La large disponibilité d’outils permettant de créer une IA générative a conduit à une explosion cambrienne de startups dans le domaine. L'abondance de capitaux n'a pas non plus fait de mal, pas plus que la baisse du coût de l'infrastructure technique requise.
En fait, l’une des applications les plus flashy de l’IA générative, la vidéo générative, risque de devenir sursaturée. Des laboratoires tels que Genmo, Haiper et Rhymes AI publient des modèles à un rythme rapide et, dans certains cas, peu de choses les distinguent de l'état de l'art précédent.
Naeem Talukdar pense que la confiance – et non pas nécessairement les capacités d'un modèle – est ce qui distinguera certaines entreprises de vidéo générative des autres. C'est pourquoi il fonde Moonvalley, une startup basée à Los Angeles qui développe des outils vidéo génératifs apparemment plus « transparents ».
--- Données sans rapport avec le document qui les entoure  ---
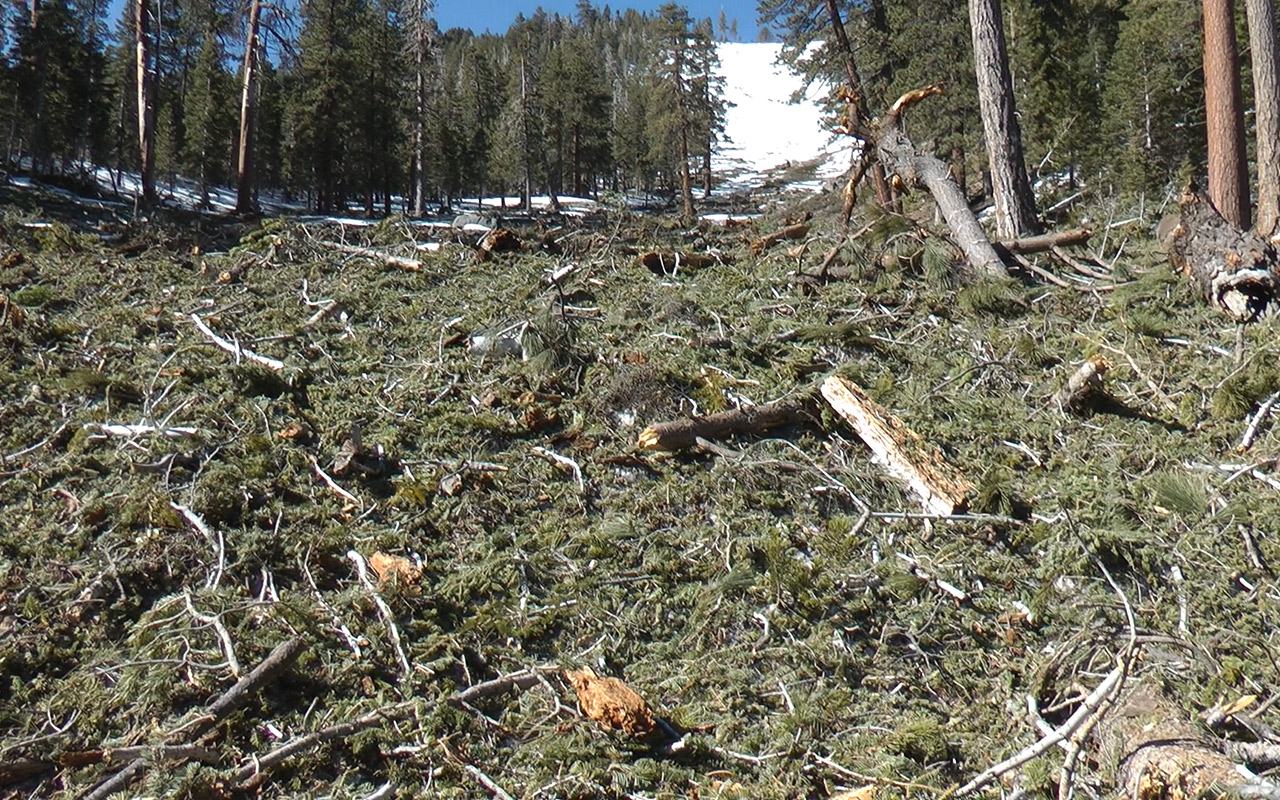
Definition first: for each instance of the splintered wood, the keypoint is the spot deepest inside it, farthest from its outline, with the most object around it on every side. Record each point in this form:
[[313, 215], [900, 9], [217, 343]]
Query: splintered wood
[[1160, 754], [611, 703], [679, 434], [1084, 385], [1235, 270], [394, 568], [900, 449]]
Talukdar a dirigé la croissance des produits chez Zapier avant de fonder Draft, une société soutenue par Y Combinator, qui hébergeait un marché pour le contenu d'IA d'entreprise. Il a recruté Mateusz Malinowski et Mik Binkowski pour lancer Moonvalley, tous deux anciens scientifiques de DeepMind, où ils ont étudié les techniques de génération vidéo.
« Nous partagions la conviction que la génération vidéo allait transformer les médias et le divertissement, mais les startups que nous avons vues opérer dans ce domaine n'avaient pas les attributs nécessaires pour réussir », a déclaré Talukdar à TechCrunch. « Les entreprises existantes étaient profondément hostiles aux artistes, aux créateurs et à l’industrie en général. »
Selon Talukdar, la plupart des sociétés d'IA générative entraînent des modèles sur des données publiques, dont certaines sont invariablement protégées par le droit d'auteur. Ces entreprises soutiennent que la doctrine de l’usage équitable protège cette pratique. Par exemple, OpenAI a insisté sur le fait qu’il ne pouvait pas former correctement des modèles sans matériel protégé par le droit d’auteur, et Suno a soutenu qu’une formation aveugle n’est pas différente d’un « enfant écrivant ses propres chansons rock après avoir écouté le genre ».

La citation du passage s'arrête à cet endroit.